Daniel Zagury, c’est l’expert psychiatre le plus réputé des tribunaux, le plus recherché, le plus redouté aussi. Son métier : sonder les âmes pour guider la justice. En plus de trente ans d’exercice, il a navigué dans la psyché de mères infanticides, de terroristes, de génocidaires… « Il est un de ces hommes à lanterne auxquels on demande d’éclairer les cavernes humaines », a écrit à son sujet Pascale Robert-Diard, chroniqueuse judiciaire au Monde. Quand une affaire criminelle est susceptible d’être renvoyée aux assises, les juges d’instruction se tournent vers lui comme une évidence, le consultant pour tout et n’importe quoi : abolition du discernement, troubles psychologiques de l’accusé, risques de récidive, crédibilité des témoignages et même, aujourd’hui, « l’emprise ». Daniel Zagury est un psychiatre qui ne juge pas, mais il livre les clés du jugement. Et c’est ainsi qu’il est à son tour devenu une cible.

Des crimes psychotiques à la banalité du mal

Au premier coup de fil, il surjoue le narcissisme : « Entendu pour une interview, mais je veux au moins six pages. » Il a pris sa retraite de chef du service psychiatrique du Bois-de-Bondy (Seine-Saint-Denis) en 2019 et, lors de son pot de départ, au milieu des fausses couvertures de Paris Match à sa gloire, ses collègues ont repris à leur manière Le Chanteur de Balavoine : « J’me présente, j’m’appelle Zagury / J’ai déjà réussi ma vie / J’suis aimé / admiré, publié, édité / interviewé, surliké… » 

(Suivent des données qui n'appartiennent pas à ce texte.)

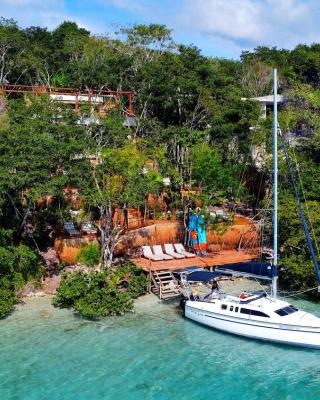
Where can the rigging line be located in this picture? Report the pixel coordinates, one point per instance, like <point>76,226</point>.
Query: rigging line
<point>305,200</point>
<point>304,223</point>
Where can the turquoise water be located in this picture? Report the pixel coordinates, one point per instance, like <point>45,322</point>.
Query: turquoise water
<point>47,353</point>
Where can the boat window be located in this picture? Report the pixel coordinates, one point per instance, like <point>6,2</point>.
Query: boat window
<point>253,312</point>
<point>286,310</point>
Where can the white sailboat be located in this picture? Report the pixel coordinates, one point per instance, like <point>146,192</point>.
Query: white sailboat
<point>256,315</point>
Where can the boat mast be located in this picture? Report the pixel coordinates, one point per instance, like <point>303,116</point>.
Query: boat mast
<point>275,186</point>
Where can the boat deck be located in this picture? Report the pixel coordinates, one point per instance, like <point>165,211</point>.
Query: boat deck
<point>210,260</point>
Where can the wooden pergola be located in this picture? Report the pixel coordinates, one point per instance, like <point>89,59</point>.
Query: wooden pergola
<point>209,261</point>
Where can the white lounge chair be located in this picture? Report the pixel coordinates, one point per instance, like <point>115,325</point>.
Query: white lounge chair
<point>147,253</point>
<point>158,252</point>
<point>168,248</point>
<point>179,248</point>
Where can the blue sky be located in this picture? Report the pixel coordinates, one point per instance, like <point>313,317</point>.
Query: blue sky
<point>220,28</point>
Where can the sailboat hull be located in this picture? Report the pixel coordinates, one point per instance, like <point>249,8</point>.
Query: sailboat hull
<point>295,335</point>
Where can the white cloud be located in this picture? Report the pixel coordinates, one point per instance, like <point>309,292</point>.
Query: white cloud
<point>249,23</point>
<point>218,26</point>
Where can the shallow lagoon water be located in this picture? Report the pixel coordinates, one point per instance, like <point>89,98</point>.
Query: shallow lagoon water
<point>154,353</point>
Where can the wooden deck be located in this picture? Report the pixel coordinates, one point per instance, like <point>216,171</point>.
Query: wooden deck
<point>210,260</point>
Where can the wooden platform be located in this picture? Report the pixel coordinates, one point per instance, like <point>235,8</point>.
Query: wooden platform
<point>210,260</point>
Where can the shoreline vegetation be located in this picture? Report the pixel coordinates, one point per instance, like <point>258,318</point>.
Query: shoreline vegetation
<point>190,143</point>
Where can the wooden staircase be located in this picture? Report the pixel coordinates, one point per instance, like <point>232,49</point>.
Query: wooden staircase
<point>164,284</point>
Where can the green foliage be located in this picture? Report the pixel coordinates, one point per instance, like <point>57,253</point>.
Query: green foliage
<point>7,296</point>
<point>99,294</point>
<point>89,255</point>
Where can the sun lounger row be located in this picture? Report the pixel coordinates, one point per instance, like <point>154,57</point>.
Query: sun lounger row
<point>170,252</point>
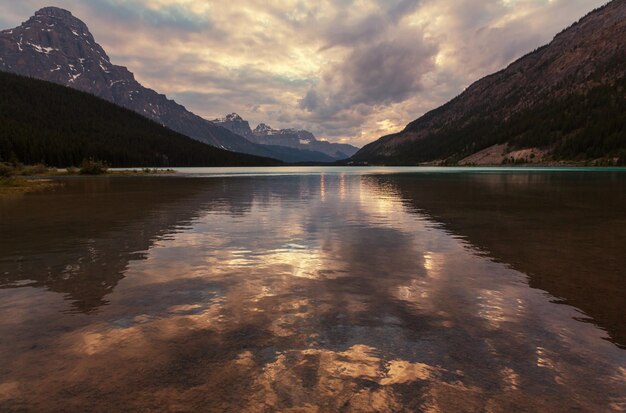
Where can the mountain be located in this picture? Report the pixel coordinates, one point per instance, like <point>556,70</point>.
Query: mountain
<point>55,46</point>
<point>59,126</point>
<point>291,138</point>
<point>564,101</point>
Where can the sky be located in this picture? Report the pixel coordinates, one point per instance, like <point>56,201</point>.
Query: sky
<point>347,70</point>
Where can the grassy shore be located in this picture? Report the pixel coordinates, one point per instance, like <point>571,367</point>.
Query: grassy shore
<point>18,179</point>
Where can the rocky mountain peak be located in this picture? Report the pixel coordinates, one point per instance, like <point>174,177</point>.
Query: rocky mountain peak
<point>233,117</point>
<point>262,128</point>
<point>55,12</point>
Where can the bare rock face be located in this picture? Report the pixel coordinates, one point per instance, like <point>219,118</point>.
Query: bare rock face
<point>54,45</point>
<point>302,140</point>
<point>588,55</point>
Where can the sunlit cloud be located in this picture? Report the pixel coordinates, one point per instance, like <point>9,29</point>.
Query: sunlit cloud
<point>349,70</point>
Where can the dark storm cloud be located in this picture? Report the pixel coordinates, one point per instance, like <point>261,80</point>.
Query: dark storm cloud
<point>349,69</point>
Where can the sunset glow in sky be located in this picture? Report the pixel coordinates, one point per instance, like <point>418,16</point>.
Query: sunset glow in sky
<point>347,70</point>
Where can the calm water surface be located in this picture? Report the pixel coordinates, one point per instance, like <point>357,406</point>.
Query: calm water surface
<point>317,289</point>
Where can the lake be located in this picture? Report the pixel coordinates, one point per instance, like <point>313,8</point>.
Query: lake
<point>317,289</point>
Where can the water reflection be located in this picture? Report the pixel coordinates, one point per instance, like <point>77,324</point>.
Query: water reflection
<point>292,293</point>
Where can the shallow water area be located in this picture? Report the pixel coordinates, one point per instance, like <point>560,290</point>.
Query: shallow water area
<point>317,289</point>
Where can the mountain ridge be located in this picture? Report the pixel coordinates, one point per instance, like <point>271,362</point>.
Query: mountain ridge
<point>55,46</point>
<point>265,135</point>
<point>45,122</point>
<point>545,102</point>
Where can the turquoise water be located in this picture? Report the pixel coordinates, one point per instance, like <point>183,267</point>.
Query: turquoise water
<point>317,289</point>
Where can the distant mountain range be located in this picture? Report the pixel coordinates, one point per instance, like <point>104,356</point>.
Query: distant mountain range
<point>54,45</point>
<point>59,126</point>
<point>564,101</point>
<point>321,151</point>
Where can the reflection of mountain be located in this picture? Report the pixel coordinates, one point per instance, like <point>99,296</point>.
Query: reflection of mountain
<point>567,232</point>
<point>82,241</point>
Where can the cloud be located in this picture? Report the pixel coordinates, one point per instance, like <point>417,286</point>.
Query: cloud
<point>349,70</point>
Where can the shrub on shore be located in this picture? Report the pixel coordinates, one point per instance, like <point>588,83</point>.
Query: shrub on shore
<point>6,170</point>
<point>93,167</point>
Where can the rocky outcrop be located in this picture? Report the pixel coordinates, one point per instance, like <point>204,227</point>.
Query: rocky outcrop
<point>54,45</point>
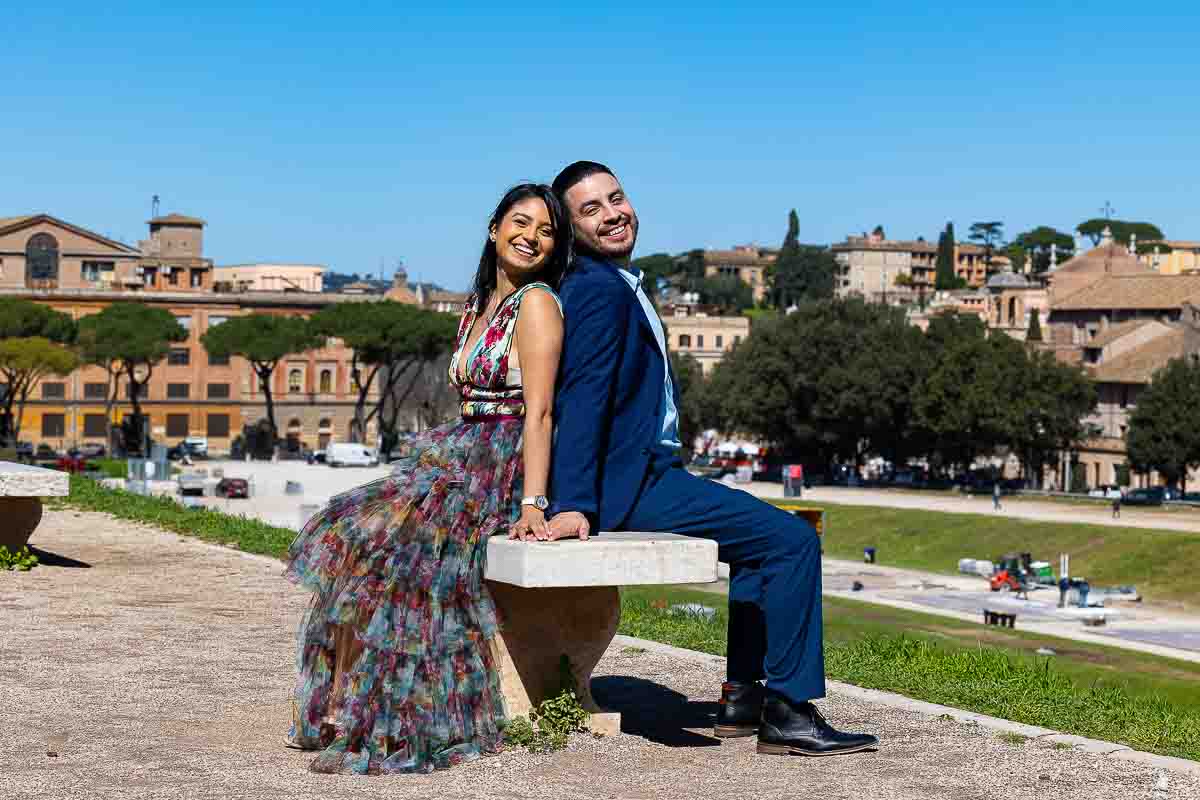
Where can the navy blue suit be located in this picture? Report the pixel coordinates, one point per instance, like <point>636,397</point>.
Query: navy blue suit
<point>607,463</point>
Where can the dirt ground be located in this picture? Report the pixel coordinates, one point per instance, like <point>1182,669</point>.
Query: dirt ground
<point>160,667</point>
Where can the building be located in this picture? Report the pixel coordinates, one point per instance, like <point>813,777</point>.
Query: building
<point>1171,257</point>
<point>702,334</point>
<point>190,394</point>
<point>744,262</point>
<point>900,270</point>
<point>269,277</point>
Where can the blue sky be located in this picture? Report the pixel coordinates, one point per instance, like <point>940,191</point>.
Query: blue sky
<point>347,133</point>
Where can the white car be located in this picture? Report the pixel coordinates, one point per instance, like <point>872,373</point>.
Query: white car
<point>348,453</point>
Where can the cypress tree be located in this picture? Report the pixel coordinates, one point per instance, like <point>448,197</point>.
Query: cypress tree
<point>1035,334</point>
<point>945,277</point>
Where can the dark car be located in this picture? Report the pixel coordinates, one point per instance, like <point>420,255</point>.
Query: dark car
<point>1151,497</point>
<point>233,487</point>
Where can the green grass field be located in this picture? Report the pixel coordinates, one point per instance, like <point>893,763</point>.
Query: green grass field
<point>1163,564</point>
<point>1146,702</point>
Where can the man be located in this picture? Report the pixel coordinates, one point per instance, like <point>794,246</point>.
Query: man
<point>616,467</point>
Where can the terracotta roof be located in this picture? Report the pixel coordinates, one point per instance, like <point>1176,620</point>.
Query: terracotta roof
<point>1116,331</point>
<point>1134,292</point>
<point>177,220</point>
<point>1138,366</point>
<point>1111,258</point>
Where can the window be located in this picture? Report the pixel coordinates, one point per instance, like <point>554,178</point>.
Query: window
<point>42,258</point>
<point>97,271</point>
<point>177,425</point>
<point>219,425</point>
<point>95,426</point>
<point>54,425</point>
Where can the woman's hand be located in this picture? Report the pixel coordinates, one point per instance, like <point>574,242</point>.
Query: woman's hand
<point>532,525</point>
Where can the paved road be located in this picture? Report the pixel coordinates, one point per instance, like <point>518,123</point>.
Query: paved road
<point>1019,507</point>
<point>161,668</point>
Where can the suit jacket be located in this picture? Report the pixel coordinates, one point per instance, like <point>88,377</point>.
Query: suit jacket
<point>609,397</point>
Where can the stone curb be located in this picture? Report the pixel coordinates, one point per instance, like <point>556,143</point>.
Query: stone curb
<point>1108,749</point>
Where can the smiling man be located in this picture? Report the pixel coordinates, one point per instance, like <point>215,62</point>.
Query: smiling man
<point>616,465</point>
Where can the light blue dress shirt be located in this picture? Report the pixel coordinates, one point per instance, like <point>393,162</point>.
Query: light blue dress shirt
<point>670,421</point>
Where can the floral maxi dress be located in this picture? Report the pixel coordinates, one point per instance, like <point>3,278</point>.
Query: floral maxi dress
<point>400,611</point>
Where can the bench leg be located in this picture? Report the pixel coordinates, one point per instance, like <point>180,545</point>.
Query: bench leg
<point>21,517</point>
<point>538,627</point>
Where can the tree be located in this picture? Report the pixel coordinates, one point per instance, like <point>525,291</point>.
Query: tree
<point>22,318</point>
<point>387,337</point>
<point>1164,428</point>
<point>137,336</point>
<point>989,235</point>
<point>801,271</point>
<point>1121,230</point>
<point>1035,332</point>
<point>263,340</point>
<point>729,292</point>
<point>689,379</point>
<point>1039,241</point>
<point>945,276</point>
<point>23,362</point>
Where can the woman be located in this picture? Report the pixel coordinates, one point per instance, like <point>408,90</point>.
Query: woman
<point>396,667</point>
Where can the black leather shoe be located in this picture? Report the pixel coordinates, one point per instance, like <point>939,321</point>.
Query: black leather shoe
<point>739,711</point>
<point>799,729</point>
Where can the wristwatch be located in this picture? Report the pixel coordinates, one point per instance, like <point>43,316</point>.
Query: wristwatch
<point>538,501</point>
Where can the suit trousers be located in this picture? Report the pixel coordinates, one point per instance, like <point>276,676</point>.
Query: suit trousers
<point>775,630</point>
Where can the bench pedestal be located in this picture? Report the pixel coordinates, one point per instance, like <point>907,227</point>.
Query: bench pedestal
<point>538,627</point>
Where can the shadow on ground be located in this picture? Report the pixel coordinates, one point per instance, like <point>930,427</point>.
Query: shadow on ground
<point>655,713</point>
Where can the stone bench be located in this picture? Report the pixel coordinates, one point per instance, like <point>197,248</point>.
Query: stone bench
<point>22,488</point>
<point>561,599</point>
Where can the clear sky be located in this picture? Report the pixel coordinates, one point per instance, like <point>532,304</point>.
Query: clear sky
<point>347,133</point>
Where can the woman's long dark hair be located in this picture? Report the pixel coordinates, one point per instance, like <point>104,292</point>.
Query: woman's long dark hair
<point>564,241</point>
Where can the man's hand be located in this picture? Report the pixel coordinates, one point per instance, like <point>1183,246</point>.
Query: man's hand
<point>569,523</point>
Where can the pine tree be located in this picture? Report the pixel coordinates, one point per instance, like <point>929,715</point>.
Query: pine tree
<point>1035,332</point>
<point>945,277</point>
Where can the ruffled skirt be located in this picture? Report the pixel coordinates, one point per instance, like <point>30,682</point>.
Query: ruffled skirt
<point>400,608</point>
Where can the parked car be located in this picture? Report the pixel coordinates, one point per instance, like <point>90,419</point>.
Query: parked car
<point>348,453</point>
<point>233,487</point>
<point>1151,497</point>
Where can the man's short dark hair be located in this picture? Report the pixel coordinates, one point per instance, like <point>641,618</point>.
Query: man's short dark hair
<point>574,173</point>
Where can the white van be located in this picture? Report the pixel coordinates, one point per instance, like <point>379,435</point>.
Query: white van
<point>348,453</point>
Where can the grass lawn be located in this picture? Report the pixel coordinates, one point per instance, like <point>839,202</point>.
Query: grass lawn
<point>1163,564</point>
<point>1146,702</point>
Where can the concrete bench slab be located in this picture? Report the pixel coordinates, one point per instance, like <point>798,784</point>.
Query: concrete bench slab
<point>22,487</point>
<point>559,599</point>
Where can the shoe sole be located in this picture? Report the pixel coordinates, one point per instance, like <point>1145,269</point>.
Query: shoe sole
<point>733,732</point>
<point>787,750</point>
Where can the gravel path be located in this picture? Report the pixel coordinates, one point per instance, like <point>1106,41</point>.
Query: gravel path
<point>161,667</point>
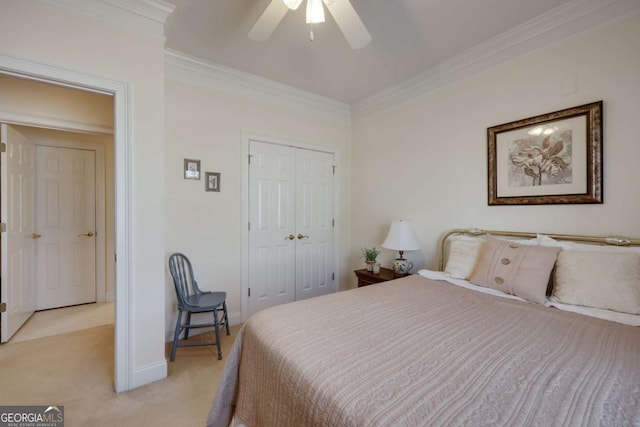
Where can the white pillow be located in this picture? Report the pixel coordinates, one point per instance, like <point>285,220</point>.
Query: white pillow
<point>463,255</point>
<point>609,280</point>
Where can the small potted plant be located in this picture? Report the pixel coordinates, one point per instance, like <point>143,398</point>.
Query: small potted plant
<point>370,256</point>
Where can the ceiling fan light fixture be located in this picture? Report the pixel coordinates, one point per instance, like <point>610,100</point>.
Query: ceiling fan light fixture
<point>315,11</point>
<point>292,4</point>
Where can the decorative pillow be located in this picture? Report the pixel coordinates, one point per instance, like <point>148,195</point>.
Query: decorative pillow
<point>463,255</point>
<point>609,280</point>
<point>515,269</point>
<point>585,247</point>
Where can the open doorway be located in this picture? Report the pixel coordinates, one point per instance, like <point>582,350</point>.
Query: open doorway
<point>52,77</point>
<point>73,231</point>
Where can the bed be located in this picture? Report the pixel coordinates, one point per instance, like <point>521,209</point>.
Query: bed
<point>436,349</point>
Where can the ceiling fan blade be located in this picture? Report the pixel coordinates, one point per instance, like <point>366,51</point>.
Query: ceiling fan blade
<point>268,21</point>
<point>349,22</point>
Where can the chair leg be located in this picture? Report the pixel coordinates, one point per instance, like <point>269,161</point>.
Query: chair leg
<point>226,316</point>
<point>176,335</point>
<point>217,328</point>
<point>186,330</point>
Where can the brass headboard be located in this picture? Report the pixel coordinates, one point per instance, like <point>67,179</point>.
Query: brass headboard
<point>612,240</point>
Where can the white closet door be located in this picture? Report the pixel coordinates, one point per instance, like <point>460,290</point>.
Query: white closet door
<point>18,242</point>
<point>66,219</point>
<point>272,242</point>
<point>291,224</point>
<point>314,223</point>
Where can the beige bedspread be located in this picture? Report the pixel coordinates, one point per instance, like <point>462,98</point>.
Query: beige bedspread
<point>418,352</point>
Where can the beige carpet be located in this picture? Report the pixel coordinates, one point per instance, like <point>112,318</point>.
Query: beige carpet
<point>63,320</point>
<point>76,370</point>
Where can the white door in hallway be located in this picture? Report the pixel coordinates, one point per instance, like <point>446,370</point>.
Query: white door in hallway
<point>272,241</point>
<point>314,223</point>
<point>66,222</point>
<point>291,224</point>
<point>18,286</point>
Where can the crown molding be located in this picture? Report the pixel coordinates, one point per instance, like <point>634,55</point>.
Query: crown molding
<point>572,18</point>
<point>142,16</point>
<point>192,70</point>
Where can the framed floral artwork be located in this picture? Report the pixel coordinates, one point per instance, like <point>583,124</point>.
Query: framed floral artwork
<point>548,159</point>
<point>212,181</point>
<point>191,169</point>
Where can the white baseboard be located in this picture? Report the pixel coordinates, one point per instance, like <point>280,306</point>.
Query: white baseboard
<point>148,374</point>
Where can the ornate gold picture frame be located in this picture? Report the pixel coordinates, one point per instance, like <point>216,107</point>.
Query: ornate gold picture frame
<point>554,158</point>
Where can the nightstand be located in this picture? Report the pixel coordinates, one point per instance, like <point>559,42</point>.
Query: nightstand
<point>368,278</point>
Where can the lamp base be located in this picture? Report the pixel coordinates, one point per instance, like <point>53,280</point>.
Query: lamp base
<point>402,267</point>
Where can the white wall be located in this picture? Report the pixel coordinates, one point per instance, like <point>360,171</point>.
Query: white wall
<point>57,36</point>
<point>425,161</point>
<point>208,125</point>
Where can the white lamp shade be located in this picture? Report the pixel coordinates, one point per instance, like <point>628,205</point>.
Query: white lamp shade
<point>401,237</point>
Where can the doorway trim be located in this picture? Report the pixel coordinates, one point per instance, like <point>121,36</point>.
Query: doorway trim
<point>24,68</point>
<point>244,261</point>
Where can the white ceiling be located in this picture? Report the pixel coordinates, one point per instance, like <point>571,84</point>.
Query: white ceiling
<point>409,37</point>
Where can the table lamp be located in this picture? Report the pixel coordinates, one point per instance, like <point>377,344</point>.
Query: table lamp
<point>401,238</point>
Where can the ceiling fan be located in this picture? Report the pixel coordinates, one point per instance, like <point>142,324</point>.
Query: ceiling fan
<point>342,11</point>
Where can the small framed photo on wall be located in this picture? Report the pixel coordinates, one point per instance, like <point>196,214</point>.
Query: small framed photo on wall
<point>191,169</point>
<point>212,181</point>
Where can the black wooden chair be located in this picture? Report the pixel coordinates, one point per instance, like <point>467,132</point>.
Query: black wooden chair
<point>192,300</point>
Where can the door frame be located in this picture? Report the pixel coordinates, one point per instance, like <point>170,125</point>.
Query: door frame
<point>121,92</point>
<point>100,191</point>
<point>244,261</point>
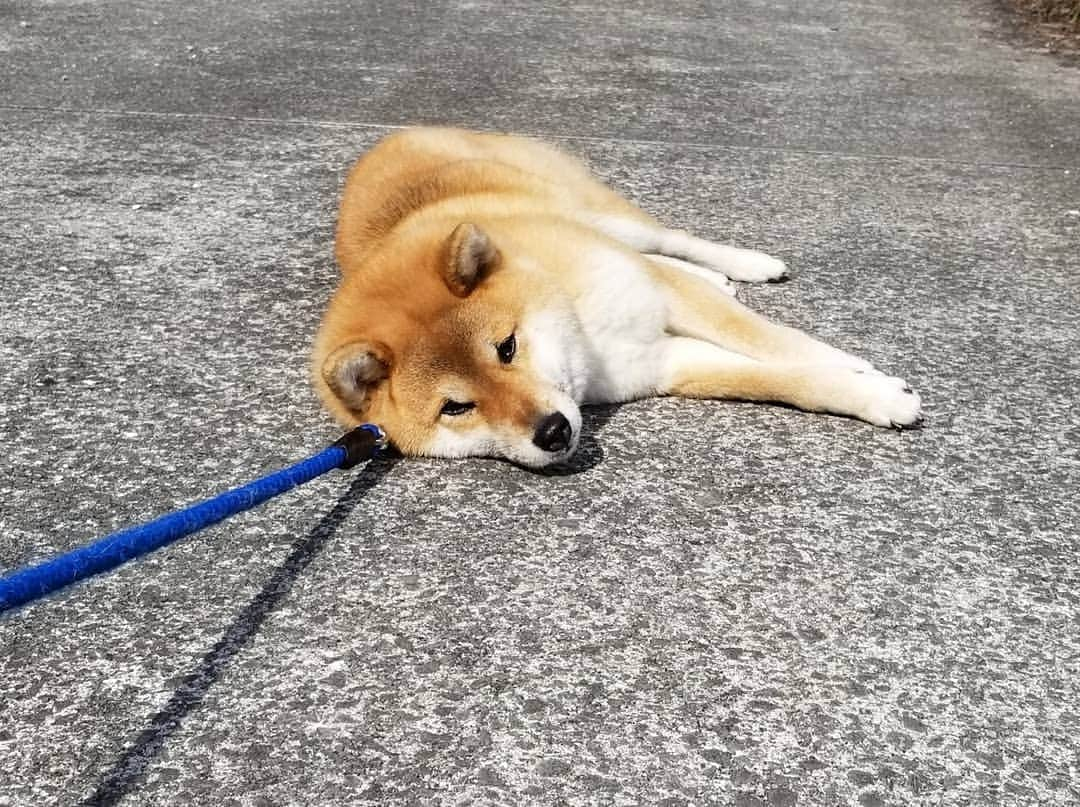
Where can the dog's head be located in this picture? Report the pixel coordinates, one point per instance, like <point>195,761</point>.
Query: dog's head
<point>456,349</point>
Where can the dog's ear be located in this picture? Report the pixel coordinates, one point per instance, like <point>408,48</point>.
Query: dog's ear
<point>468,257</point>
<point>354,371</point>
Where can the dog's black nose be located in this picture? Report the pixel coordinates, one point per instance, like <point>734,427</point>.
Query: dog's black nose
<point>553,433</point>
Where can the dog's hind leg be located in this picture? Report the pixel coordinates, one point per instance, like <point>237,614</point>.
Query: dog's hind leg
<point>732,261</point>
<point>696,368</point>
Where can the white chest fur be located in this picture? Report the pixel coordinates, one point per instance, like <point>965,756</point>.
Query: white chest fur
<point>623,317</point>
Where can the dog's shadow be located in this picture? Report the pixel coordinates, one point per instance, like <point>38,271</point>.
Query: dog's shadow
<point>590,452</point>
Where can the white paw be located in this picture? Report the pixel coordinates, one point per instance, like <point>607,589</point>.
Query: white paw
<point>747,266</point>
<point>885,400</point>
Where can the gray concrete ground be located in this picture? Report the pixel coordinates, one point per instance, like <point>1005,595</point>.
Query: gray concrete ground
<point>726,604</point>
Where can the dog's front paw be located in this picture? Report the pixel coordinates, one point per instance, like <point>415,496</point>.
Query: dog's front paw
<point>751,266</point>
<point>886,401</point>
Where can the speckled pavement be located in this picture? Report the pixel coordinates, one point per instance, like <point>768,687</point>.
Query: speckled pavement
<point>723,604</point>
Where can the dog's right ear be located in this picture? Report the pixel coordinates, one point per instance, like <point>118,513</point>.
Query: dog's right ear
<point>354,371</point>
<point>469,256</point>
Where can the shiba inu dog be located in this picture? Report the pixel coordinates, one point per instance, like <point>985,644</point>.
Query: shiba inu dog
<point>490,286</point>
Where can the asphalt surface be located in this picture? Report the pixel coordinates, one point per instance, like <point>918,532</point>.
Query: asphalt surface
<point>723,604</point>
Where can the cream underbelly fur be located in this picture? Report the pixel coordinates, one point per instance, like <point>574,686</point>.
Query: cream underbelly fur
<point>490,287</point>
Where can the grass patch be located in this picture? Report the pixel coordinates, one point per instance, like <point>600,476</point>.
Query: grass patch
<point>1055,21</point>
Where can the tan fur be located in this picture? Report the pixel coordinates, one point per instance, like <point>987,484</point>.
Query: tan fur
<point>450,241</point>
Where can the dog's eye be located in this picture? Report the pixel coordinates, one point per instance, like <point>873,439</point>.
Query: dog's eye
<point>507,348</point>
<point>454,407</point>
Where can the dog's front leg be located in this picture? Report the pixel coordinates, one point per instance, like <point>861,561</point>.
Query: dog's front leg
<point>734,263</point>
<point>697,368</point>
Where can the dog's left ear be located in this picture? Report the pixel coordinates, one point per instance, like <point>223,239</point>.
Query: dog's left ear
<point>469,257</point>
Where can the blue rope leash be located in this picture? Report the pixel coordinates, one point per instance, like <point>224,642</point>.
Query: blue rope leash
<point>34,582</point>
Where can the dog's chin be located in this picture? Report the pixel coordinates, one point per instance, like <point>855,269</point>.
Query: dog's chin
<point>537,459</point>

Il me reçoit un lundi de canicule, au cœur de l’été. Deux fauteuils sont disposés l’un en face de l’autre. Avant mon passage, c’était le tour d’un homme accusé de crime contre l’humanité. « Parler de moi, c’est une torture », pose-t-il en préambule. Il a pris quelques notes, des choses qu’il ne voudrait pas oublier. Volubile, caustique, il détend l’atmosphère en racontant l’histoire d’un homme que l’on conduit à l’échafaud un lundi et qui souffle à son bourreau : « La semaine commence mal… » D’une digression à l’autre, il finit par répondre à ses propres questions. Tiens, il souhaiterait aussi « interviewer l’intervieweur », ­comprendre ce qui a bien pu me mener jusqu’à lui. On lui retourne le problème : qu’est-ce qui attire un psychiatre vers le mal et la lumière ?

Il a grandi à Casablanca dans les années 1950. Enfance douce, rythmée par le soleil, l’azur, sardines grillées lors des week-ends sur le port d’Essaouira. Le père vend de l’électroménager et aime dire que son nom vient des tribus juives berbères du désert de Zagora, au sud du Maroc, « libres et sans attaches ». La mère est secrétaire, silencieuse et mélancolique. Une scène digne des Marx Brothers raconte le rapport de la famille au judaïsme. Chaque semaine, un rabbin passe à la maison pour donner des cours d’hébreu aux enfants. Un hiver, les Zagury lui interdisent de rentrer. Le maître pousse la porte, encore et encore, et découvre ce qu’on lui cache : un sapin de Noël. « Mes parents n’assumaient pas d’être les premiers à rompre une lignée millénaire », résume le psychiatre.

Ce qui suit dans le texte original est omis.